“The children's hospital.” The words came out hollow. “The toys I made. You knew about those too.”
Her expression softened. Just slightly. “Those were beautiful. Genuinely beautiful. That's what made it hurt.” She paused. “That's what made it necessary.”
“Necessary?” The rage came back. Hot. Clean. Better than the grief trying to drown me. “Murdering my mother was necessary? Torturing me? Destroying everything?”
“Yes.” Marcel's voice. Calm. Final. “Because your father was weak. Because your mother made him weaker. Because the kingdom needed someone willing to make hard choices.”
“Like killing innocent people?”
“Like removing obstacles.” He set the brand down. Picked up the knife again. “Your mother was lovely. Truly. Charming and kind and everything a queen should be. She was also making your father soft. Making him hesitate when he needed to act. Making him care about approval ratings instead of what needed to be done.”
“So you killed her.”
“I removed an obstacle.” He tested the knife's edge with his thumb. Blood welled. He didn't flinch. “And Élodie helped me do it.”
The words hit like bullets.
I looked at her. Really looked. Saw the truth written in every line of her face.
“For what? Power? Money? What could possibly be worth this?”
“Everything.” She said it simply. Like it explained the world. Like it justified murder and betrayal and eighteen years of lies. “I want everything your family has. Everything I was never allowed to have.”
She moved to Marcel. His arm came around her waist. Pulled her close. They fit together like puzzle pieces that had been cut specifically for each other.
“I was twenty-five when Marcel approached me,” she continued. Voice steady. Unashamed. “I'd spent my entire life being the perfect ward. The loyal companion. The girl who smiled and curtseyed and knew her place.” Her eyes flashed. “Do you know what it's like? To watch a family have everything while you're just the charity case? The orphan they took in to look good?”
“We loved you.” The words came out broken. “My mother loved you. My father?—”
“Your father saw me as decoration.” She pulled away from Marcel. Moved toward the table. “A pretty face to make his son look good. Someone to keep you occupied while he ran the kingdom. I was never family, Sebastian. I was a convenience.”
“That's not true?—”
“It's exactly true.” She picked something up. Small. Sleek. A knife that looked like it cost more than most cars. “When your mother died, do you know what I thought? I thought finally. Finally there's an opening. Finally I could be more than just the girl in the background.”

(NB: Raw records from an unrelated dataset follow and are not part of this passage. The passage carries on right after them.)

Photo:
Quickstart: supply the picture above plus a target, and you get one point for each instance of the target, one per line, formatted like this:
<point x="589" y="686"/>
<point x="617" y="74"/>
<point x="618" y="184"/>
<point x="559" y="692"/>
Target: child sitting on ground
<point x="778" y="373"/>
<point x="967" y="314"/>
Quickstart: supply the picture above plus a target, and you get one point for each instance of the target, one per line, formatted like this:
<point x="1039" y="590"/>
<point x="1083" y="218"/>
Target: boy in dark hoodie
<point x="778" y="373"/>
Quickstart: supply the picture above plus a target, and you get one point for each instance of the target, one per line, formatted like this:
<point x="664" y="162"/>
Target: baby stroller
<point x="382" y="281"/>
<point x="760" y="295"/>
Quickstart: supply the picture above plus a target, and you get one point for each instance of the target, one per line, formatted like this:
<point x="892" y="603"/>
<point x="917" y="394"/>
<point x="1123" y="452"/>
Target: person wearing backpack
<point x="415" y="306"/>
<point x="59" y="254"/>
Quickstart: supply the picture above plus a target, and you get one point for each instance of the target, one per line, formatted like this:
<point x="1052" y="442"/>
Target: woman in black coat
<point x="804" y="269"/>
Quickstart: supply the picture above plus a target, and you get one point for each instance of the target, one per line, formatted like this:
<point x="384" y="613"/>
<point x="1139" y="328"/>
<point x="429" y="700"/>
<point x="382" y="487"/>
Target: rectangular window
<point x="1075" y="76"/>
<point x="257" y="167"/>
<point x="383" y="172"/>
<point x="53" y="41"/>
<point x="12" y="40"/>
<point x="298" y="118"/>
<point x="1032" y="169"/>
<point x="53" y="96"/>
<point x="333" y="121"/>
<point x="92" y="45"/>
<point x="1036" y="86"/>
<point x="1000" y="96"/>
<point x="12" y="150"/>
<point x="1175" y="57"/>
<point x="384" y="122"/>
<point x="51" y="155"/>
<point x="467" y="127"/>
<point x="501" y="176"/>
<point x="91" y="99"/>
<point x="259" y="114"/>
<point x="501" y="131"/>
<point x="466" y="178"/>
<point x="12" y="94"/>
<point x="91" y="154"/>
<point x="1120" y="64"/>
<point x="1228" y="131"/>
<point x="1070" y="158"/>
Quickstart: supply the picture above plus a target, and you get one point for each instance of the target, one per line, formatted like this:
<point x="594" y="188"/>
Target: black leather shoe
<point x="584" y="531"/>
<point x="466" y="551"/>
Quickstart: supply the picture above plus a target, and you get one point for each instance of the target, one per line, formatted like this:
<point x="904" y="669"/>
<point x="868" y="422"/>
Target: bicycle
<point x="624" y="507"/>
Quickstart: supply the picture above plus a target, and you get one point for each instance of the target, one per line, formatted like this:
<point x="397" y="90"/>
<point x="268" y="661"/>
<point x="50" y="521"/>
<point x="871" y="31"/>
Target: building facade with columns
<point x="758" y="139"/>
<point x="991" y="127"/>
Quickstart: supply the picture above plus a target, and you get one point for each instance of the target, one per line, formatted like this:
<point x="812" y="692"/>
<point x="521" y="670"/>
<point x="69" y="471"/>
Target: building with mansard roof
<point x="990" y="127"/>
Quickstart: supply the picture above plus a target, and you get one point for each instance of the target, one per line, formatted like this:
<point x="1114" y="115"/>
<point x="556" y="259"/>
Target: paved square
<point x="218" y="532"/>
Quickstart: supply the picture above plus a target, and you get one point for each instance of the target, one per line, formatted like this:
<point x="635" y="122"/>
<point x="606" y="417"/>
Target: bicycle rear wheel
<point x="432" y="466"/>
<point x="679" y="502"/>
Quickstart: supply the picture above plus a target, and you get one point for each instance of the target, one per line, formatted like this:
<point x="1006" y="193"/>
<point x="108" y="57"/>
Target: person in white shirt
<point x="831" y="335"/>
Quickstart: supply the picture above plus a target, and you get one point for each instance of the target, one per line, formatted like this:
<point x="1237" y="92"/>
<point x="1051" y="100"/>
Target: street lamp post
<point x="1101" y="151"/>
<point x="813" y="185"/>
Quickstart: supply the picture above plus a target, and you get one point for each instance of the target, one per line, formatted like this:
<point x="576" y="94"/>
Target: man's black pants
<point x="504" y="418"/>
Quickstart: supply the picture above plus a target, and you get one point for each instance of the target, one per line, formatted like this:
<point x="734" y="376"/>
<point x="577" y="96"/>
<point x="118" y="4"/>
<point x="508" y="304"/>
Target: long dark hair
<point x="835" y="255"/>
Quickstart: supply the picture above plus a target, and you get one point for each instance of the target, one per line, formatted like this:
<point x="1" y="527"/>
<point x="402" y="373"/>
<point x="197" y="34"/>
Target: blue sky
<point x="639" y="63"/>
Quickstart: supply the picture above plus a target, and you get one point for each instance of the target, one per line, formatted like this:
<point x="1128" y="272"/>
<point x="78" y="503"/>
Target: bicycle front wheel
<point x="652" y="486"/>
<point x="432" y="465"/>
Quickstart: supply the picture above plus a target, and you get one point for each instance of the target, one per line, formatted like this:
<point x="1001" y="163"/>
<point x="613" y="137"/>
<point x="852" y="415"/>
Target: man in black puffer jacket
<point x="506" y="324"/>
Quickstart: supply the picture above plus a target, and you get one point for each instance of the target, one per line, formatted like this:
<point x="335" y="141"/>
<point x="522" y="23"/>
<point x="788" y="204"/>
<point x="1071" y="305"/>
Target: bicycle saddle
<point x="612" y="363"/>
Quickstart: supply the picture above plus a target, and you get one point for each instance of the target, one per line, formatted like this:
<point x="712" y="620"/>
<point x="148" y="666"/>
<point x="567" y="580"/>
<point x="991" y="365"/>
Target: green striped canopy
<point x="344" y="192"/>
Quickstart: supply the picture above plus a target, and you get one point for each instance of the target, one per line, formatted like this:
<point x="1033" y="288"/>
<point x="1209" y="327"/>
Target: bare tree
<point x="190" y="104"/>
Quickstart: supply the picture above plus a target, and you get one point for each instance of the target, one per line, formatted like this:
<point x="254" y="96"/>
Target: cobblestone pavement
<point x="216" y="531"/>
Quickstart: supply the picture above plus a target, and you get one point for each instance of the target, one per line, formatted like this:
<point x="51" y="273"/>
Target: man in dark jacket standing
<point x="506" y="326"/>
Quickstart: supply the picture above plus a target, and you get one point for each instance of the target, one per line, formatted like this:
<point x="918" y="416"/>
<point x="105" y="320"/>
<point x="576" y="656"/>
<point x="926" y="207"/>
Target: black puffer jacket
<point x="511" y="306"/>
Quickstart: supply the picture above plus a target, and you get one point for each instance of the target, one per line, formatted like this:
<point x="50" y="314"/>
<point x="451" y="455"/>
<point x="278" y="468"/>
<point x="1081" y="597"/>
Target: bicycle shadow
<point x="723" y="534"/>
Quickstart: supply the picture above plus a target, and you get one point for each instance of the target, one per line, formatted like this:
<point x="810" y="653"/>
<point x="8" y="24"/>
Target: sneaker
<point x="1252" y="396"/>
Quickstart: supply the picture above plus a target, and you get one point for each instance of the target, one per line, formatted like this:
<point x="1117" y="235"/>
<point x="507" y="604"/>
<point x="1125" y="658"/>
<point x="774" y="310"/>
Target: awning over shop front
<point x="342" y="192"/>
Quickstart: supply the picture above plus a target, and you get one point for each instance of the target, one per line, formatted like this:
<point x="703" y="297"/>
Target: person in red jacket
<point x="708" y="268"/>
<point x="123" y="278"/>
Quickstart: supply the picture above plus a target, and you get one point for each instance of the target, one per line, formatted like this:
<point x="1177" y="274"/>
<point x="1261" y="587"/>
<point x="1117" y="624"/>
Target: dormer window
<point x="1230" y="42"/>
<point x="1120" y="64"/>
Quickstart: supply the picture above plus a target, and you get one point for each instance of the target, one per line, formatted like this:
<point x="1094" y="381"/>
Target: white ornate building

Understanding hit like ice water. “You wanted to be Queen.”
“I wanted to be the power behind the throne.” She corrected. “I wanted what I'd earned through years of service. Years of being loyal. Years of being exactly where I was told to be.” She tested the knife's edge. “Marcel saw it. Saw my potential. Saw what I could become if I stopped playing by their rules.”
“So he convinced you to help him.” My voice was barely a whisper. “To betray us.”
“He showed me the truth.” She turned. Knife loose in her grip. Moving with it like it was part of her body. “That power isn't given. It's taken. That the only way to rule is to be willing to do what others won't.”
“Like murdering my mother?”
“I didn't kill your mother.” She said it flatly. “But when Marcel told me his plan afterward, when he explained what needed to happen, I understood. Your mother was making your father weak. Weak kings fall. When kings fall, kingdoms bleed.”
“So you helped him cover it up. Helped him destroy evidence. Helped him?—”
“I helped him build a better future.” She moved closer. Knife catching light. “And then I positioned myself exactly where I needed to be. Close to you. Close to your father. Close enough to shape both of you into what the kingdom needs.”
“What you need,” I corrected. “What Marcel needs.”
“Same thing.” She reached up. Touched my face with her free hand. “Your father is breaking, Sebastian. I've been watching it happen for years. Soon he'll need someone. Not a queen. Just someone to lean on. Someone who knows how to run a kingdom while he grieves.”
“And once you have him dependent?—”
“I rule.” Simple. Final. “Not as Queen. As the hand that guides the King. As the voice that whispers in his ear. As the power everyone has to go through to reach the throne.”